Le stoïcisme pythagorisé, le néoplatonisme et le christianisme
satisferont successivement cette demande d’une vision globale, har‑
monieuse et finalisée de l’Univers. Il s’agit là d’aspirations spirituelles
et religieuses, mais qui affectent aussi nécessairement la philosophie,
laquelle ne saurait rester durablement insensible aux mentalités et
à l’air du temps. Aussi la voit-on s’orientaliser et se populariser,
c’est-à-dire assimiler les éléments de la religiosité commune. Cessant
d’être savante, elle intègre les savoirs naturalistes dans la vision
globale d’un Cosmos, dont la logique ne peut être saisie que par
des considérations numérologiques, astrologiques, hylozoïstes et/ou
providentialistes. On pourrait dire que cette philosophie nouvelle
signe à la fois l’échec et le triomphe du projet intellectuel lucrétien :
échec parce que les superstitions sont à l’opposé de son matéria‑
lisme ; succès parce que le retour du religieux, bien loin d’éloigner
l’homme de son bonheur en lui faisant craindre la mort et les dieux,
agit au contraire comme un puissant facteur de rassérènement.
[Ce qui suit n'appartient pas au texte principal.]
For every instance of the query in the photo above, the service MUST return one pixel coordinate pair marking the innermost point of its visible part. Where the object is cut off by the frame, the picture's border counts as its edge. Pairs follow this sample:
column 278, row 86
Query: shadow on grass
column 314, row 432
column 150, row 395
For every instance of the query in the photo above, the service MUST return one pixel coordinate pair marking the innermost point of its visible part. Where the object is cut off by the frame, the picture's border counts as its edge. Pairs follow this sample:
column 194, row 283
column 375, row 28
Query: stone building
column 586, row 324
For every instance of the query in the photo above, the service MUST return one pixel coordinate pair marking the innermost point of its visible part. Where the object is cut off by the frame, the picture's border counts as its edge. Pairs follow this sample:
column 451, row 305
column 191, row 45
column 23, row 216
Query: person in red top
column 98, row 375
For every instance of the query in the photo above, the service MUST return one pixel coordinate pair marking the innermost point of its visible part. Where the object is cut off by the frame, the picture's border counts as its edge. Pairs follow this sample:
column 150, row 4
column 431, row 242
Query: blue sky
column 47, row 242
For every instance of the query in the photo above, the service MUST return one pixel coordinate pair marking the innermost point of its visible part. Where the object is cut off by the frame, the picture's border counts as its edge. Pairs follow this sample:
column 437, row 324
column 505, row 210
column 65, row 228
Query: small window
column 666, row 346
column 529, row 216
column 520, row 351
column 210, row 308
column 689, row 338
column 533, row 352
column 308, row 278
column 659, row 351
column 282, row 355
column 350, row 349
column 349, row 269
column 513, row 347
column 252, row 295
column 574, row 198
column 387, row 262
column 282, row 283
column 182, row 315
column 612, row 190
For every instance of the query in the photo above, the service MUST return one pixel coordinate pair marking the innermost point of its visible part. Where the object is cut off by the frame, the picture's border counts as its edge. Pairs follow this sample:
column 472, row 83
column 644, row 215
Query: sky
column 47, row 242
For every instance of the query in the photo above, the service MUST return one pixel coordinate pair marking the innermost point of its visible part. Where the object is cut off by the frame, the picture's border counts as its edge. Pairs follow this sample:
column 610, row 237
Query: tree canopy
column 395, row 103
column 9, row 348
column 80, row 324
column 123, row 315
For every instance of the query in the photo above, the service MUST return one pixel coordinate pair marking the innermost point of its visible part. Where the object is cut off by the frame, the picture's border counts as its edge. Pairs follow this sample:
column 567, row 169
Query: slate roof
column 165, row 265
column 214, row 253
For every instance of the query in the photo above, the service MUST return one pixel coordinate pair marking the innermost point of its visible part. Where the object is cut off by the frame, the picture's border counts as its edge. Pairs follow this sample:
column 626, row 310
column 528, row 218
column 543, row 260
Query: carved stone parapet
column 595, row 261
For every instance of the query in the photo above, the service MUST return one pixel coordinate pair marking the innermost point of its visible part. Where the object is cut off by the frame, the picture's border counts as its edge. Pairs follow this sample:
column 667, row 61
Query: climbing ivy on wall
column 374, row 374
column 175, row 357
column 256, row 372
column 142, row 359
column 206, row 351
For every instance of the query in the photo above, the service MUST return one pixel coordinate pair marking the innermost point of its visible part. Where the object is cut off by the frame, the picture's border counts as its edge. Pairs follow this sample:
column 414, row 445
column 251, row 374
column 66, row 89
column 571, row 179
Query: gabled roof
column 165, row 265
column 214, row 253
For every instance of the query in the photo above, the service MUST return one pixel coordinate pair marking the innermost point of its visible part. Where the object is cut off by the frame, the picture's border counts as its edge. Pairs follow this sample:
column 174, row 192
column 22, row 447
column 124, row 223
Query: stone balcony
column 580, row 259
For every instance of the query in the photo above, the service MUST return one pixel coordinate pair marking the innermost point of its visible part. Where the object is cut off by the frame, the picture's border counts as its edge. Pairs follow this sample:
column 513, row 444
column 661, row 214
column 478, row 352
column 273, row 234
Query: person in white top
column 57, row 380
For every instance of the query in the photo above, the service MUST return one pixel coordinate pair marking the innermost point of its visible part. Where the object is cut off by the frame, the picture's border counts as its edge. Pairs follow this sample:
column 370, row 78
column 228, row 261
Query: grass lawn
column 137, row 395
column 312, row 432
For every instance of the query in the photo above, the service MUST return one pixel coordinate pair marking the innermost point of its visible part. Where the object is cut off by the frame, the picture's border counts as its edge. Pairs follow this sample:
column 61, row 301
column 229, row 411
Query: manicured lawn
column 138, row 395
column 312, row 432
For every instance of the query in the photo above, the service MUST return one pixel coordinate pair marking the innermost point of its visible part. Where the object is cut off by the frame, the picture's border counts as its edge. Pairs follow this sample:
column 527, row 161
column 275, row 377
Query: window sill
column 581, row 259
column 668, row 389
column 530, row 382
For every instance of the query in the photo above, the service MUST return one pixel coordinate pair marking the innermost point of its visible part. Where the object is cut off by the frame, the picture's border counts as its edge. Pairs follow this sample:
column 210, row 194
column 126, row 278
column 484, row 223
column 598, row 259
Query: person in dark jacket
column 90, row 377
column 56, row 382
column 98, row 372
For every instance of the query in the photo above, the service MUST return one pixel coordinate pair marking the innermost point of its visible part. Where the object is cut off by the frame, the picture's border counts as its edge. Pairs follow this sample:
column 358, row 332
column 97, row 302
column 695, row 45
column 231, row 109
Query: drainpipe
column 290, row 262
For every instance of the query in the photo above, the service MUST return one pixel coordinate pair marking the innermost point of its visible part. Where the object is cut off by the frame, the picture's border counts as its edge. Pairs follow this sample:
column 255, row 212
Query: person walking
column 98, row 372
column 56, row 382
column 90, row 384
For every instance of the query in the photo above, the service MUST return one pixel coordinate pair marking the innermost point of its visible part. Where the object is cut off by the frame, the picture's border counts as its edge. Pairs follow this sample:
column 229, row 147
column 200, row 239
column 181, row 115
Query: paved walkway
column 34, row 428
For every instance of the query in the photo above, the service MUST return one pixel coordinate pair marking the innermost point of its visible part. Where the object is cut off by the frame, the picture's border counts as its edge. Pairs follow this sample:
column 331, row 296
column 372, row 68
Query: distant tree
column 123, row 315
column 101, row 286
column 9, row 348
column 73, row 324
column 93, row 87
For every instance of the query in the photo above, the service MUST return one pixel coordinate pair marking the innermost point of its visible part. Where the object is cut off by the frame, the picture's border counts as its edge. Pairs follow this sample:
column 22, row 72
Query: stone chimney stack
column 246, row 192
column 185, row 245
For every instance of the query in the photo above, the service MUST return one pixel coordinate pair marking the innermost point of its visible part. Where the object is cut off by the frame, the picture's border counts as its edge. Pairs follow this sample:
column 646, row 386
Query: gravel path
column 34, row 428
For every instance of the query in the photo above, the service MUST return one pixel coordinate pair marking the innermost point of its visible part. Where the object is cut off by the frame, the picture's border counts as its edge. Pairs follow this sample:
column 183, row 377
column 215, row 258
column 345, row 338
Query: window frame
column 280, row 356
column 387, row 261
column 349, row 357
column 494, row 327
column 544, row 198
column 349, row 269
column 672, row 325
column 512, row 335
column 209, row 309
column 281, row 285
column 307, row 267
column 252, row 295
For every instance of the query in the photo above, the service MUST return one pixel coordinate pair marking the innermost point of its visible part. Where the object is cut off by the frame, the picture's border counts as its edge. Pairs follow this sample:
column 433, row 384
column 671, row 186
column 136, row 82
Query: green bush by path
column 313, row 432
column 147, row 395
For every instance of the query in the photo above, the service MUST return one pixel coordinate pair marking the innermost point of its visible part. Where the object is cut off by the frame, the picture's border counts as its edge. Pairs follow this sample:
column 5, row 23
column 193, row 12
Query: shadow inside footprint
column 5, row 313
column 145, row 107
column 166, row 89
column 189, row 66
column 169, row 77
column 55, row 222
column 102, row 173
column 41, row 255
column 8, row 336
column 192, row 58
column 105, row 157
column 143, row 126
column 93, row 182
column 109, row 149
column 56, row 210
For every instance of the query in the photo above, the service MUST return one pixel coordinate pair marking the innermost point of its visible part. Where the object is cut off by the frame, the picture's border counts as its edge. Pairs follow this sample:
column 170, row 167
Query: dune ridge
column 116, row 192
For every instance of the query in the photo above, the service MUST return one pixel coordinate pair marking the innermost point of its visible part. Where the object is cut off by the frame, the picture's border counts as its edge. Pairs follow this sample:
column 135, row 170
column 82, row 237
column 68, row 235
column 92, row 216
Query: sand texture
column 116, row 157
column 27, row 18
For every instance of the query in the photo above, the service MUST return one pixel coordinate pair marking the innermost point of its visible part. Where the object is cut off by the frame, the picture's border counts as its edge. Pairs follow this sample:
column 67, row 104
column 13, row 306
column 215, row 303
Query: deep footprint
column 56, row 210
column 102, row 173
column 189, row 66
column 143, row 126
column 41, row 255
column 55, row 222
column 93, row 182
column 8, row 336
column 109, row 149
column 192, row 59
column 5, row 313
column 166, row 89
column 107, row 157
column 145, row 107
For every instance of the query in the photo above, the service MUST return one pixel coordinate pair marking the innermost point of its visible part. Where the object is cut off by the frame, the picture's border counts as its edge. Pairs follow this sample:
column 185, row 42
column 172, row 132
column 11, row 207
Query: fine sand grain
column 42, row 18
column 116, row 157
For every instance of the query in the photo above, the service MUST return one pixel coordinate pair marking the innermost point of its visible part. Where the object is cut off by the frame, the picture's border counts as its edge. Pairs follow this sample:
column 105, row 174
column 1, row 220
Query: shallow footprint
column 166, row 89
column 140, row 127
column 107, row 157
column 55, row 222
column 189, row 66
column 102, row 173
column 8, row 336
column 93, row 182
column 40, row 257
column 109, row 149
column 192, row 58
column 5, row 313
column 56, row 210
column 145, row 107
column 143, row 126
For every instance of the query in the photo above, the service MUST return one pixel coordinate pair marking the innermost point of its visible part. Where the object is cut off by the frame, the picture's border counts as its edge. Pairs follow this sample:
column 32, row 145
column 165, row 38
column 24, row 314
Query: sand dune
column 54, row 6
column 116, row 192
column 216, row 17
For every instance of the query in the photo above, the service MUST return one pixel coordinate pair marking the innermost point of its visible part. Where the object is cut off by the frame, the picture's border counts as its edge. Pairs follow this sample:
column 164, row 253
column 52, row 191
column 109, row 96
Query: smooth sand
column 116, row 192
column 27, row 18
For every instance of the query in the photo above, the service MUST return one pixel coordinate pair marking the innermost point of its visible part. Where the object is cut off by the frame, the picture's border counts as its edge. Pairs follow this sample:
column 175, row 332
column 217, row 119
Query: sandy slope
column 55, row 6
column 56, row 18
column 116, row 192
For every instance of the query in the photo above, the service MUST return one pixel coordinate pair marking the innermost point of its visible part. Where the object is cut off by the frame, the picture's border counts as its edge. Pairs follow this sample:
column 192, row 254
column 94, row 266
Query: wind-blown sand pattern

À l’éclectisme de l’âge classique succède le syncrétisme post­
classique : le stoïcisme – qui domine la période – se mêle au pla‑
tonisme et au pythagorisme. L’épicurisme, quant à lui, se dégrade
en simple hédonisme populaire ou mondain1. Aucune doctrine n’est
considérée comme un corps d’hypothèses réclamant vérification,
argumentation ou correction, car les contemporains d’Auguste et des
Julio-Claudiens font feu de tout bois, ne retenant des traditions philo­
sophiques grecques que ce qui peut nourrir leurs besoins spirituels

1. André, 1987, p. 29 sq ; André, 2006, p. 552.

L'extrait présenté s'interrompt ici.